In 1820 the American whaleship Essex was sunk by a sperm whale while its crew were hunting in the south Pacific ocean.
The ship’s 20 men were cast adrift in small lifeboats – 1,200 miles from the nearest land – and spent 90 days at sea, resorting to cannibalism to fend off starvation.
Only eight sailors survived, and grisly accounts of their ordeal inspired Herman Melville’s 1850 novel Moby Dick – a tale of the obsessed sea Captain Ahab, locked in a deadly grudge with a white whale.
But now Dr Luke Rendell, a lecturer at the University of St Andrews, has claimed that the whale attack that sparked the real-life shipwreck could have been caused by sailors doing DIY repairs on the ship.
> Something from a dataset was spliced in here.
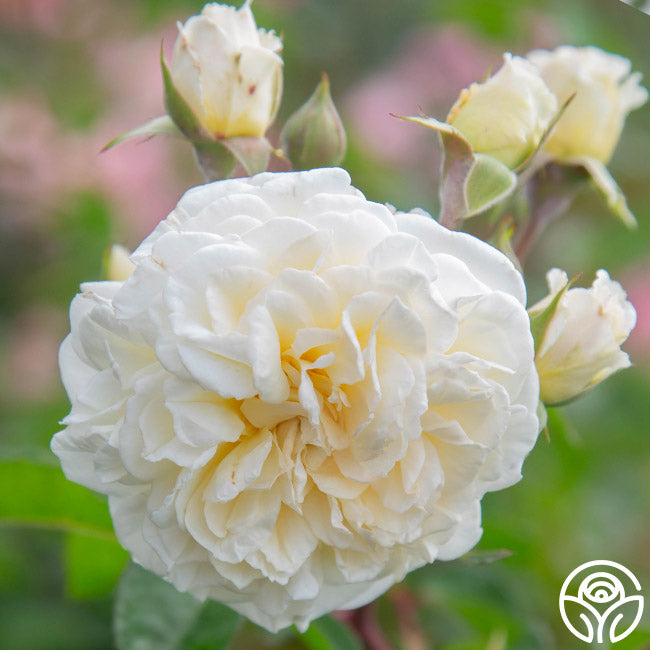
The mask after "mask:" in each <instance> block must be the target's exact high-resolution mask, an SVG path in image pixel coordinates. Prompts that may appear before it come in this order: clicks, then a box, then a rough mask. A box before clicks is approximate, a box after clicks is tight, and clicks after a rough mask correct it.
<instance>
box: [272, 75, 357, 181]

Sailors of The Essex were repairing their ship after a previous run-in with a whale they were hunting when a huge bull whale rammed its head into the ship’s side twice, sinking the ship.
But Dr Rendell says the whale probably attacked after mistaking hammering sounds made by sailors repairing their ship for the the banging sounds male whales use to communicate with each other.
The noises – known by scientists as the “slow click” – is often made by male sperm whales challenging each other, and can elicit an aggressive response from whales.
Dr Rendell – who works at the sea mammal research unit of the university – said: “They were known as ‘carpenter fish’ at the time as they would make this banging noise that was so similar to the noise a carpenter makes.”
“We know males compete with each other, we’ve seen it, and since only males make the slow click it’s quite reasonable to suppose that it may function at least partly as an antagonistic signal.”
“I have been researching sperm whales since 1993, and the only time I have seen anything remotely approaching aggression to our boat is when we were trialling some sound playback techniques and played these slow clicks to a young male at the surface—it turned around and began swimming towards us, at which point we ceased playback, and it went back to its business.
Herman Melville wrote his famous novel Moby Dick, based on his own experiences on a whaling ship, combined with an account of the sinking of the Essex, which was written by First Mate Owen Chase.
His novel tells the story of Captain Ahab – a whaleboat captain obsessed with hunting Moby Dick – a white whale that destroyed his ship and severed his leg on a previous voyage.
The book was a commercial flop at the time – selling fewer than 300 copies in its first four months – but it has gone on to become one of America’s best-known literary classics.
Meanwhile, the sinking of the Essex has also inspired a new movie starring Chris Hemsworth and Brendan Gleeson – set to be released on Christmas day.